Joana: Que pena não viver ninguém nestas casinhas!
E continuou a brincar.
Joana: Era um sítio tão bom para morarem anões!
Um dia vieram os primos brincar com ela. Mas só queriam jogar à bola e jogos de computador e faziam troça das casas de musgo.
Primo: Para que servem estas casinhas? Não sei como tens paciência para ficar aí de joelhos, tanto tempo, a fazer coisas tão pequenas e inúteis.
Prima: Que seca!
Quando os primos abalavam, Joana tinha pena de não saber brincar com os outros meninos. Só sabia estar sozinha.
Joana: Não entendo os meus primos, não sei brincar como eles!
Mas um dia encontrou um amigo. Estava encarrapitada no muro do jardim e passou um miúdo pela rua. Vinha todo vestido de remendos e caminhava devagar, sorrindo às folhas de Outono. Joana sobressaltou-se.
Joana: Ah! Parece mesmo um amigo! É exatamente igual a um amigo.
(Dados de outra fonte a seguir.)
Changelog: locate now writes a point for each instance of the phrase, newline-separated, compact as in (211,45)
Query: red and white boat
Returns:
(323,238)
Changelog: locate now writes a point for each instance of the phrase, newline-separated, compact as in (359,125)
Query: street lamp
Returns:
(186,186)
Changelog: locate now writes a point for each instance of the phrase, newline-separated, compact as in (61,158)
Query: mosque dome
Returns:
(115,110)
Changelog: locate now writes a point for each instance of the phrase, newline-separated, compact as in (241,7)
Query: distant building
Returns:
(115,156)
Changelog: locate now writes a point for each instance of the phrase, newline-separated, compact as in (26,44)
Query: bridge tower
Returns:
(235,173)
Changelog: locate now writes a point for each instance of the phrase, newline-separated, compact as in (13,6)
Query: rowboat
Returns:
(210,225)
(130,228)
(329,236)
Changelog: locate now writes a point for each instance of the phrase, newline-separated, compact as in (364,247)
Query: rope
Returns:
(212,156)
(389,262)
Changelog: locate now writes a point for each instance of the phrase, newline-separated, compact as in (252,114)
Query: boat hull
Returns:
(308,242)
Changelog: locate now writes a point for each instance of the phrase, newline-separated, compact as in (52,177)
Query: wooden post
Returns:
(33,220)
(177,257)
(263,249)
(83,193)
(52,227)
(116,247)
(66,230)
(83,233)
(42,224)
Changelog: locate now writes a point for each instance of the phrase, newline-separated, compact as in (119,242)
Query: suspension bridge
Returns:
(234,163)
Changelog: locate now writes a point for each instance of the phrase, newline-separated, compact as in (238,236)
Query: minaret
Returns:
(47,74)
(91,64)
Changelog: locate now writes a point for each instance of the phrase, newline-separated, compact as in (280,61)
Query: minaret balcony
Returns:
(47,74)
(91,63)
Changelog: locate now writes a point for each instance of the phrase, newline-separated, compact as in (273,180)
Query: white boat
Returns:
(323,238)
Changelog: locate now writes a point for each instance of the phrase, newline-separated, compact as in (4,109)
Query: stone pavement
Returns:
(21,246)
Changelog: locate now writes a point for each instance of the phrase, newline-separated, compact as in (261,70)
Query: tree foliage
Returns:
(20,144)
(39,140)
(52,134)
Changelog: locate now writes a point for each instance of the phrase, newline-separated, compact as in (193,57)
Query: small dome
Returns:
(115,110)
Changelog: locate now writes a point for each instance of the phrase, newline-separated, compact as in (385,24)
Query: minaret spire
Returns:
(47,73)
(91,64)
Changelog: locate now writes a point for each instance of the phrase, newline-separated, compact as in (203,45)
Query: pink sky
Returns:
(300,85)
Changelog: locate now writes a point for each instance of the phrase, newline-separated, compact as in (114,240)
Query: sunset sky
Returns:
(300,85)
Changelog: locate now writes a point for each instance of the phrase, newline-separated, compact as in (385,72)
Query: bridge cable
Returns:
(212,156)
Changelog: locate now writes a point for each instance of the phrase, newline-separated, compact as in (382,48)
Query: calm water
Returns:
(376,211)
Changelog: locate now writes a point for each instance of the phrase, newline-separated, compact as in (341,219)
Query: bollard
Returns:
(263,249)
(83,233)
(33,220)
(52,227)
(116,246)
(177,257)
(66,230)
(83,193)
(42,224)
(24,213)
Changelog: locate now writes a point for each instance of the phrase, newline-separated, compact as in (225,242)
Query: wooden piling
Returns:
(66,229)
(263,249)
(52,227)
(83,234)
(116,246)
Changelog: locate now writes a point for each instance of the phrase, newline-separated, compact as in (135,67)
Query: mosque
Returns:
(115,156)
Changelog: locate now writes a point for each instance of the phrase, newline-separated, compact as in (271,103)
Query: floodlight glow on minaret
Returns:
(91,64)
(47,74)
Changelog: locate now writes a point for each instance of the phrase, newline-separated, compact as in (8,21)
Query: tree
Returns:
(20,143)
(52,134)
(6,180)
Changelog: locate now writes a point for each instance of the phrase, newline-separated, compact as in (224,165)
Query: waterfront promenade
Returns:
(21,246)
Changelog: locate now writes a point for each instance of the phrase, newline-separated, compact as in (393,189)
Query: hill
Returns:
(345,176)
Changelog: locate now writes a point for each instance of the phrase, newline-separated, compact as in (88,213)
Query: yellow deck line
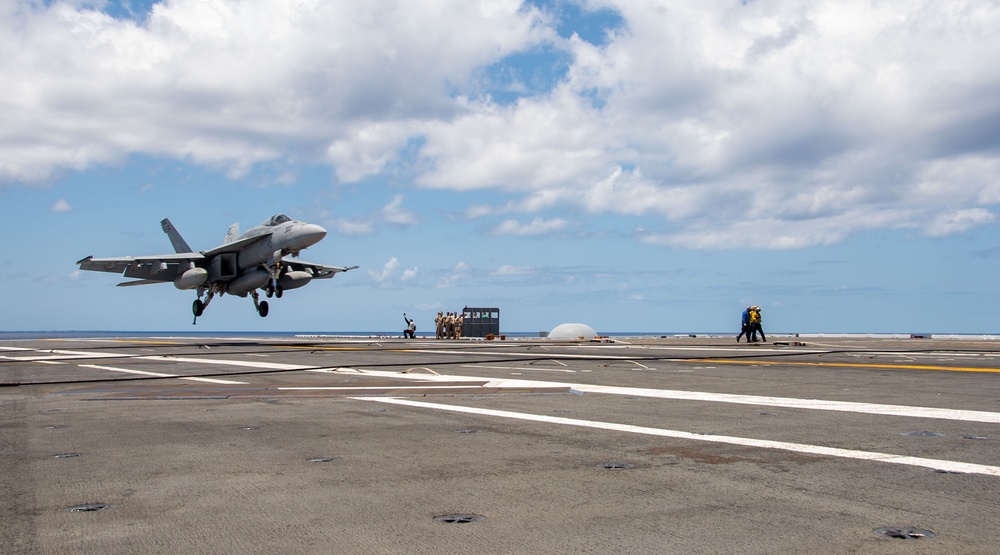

E do alto do muro chamou-o:
Joana: Bom dia!
O garoto voltou a cabeça, sorriu e respondeu:
Manuel: Bom dia!
Ficaram um momento calados.
Joana: Como é que te chamas?
Manuel: Manuel.
Joana: Eu chamo-me Joana.
De novo ficaram um momento calados.
Manuel: O teu jardim é muito bonito.
Joana: É, vem ver.
Joana mostrou ao garoto tudo o que havia no jardim e ele observava cada coisa com muito interesse.
Manuel: É lindo, é lindo.
Chegaram às casinhas pequeninas.
Joana: É aqui que eu brinco.
Manuel: Para quem são estas casinhas?
Joana: São para os meus amigos anões.
Manuel: Vamos fazer uma casinha para o rei dos anões.
Apanharam paus, pedras e musgo e começaram a construir uma casinha. Brincaram assim durante muito tempo até que se ouviu o apito de uma fábrica.
Manuel: Meio-dia, tenho de me ir embora.
Joana: Onde é que tu moras?
Manuel: Além nos pinhais.
Joana: É lá a tua casa?
Manuel: É, mas não é bem uma casa.
Joana: Então?
Manuel: O meu pai está no céu. Por isso somos muito pobres. A minha mãe trabalha todo o dia, mas não temos dinheiro para ter uma casa.
Joana: Mas à noite onde é que dormes?
Manuel: O dono dos pinhais tem uma cabana onde dormem uma vaca e um burro. E por esmola dá-me licença de dormir lá também.
Joana: E onde é que brincas?
Manuel: Brinco em toda a parte. Dantes morávamos no centro da cidade e eu brincava no passeio e nas valetas. Brincava com latas vazias, com jornais velhos, com trapos e com pedras. Agora brinco no pinhal e na estrada. Brinco com ervas, com os animais e com as flores. Pode-se brincar em toda a parte.
Joana: Mas eu não posso sair deste jardim. Volta amanhã para brincar comigo.
O Manuel voltou todos os dias e juntos ficavam a brincar, esquecidos das horas. Às vezes uma criada vinha trazer-lhes um lanche.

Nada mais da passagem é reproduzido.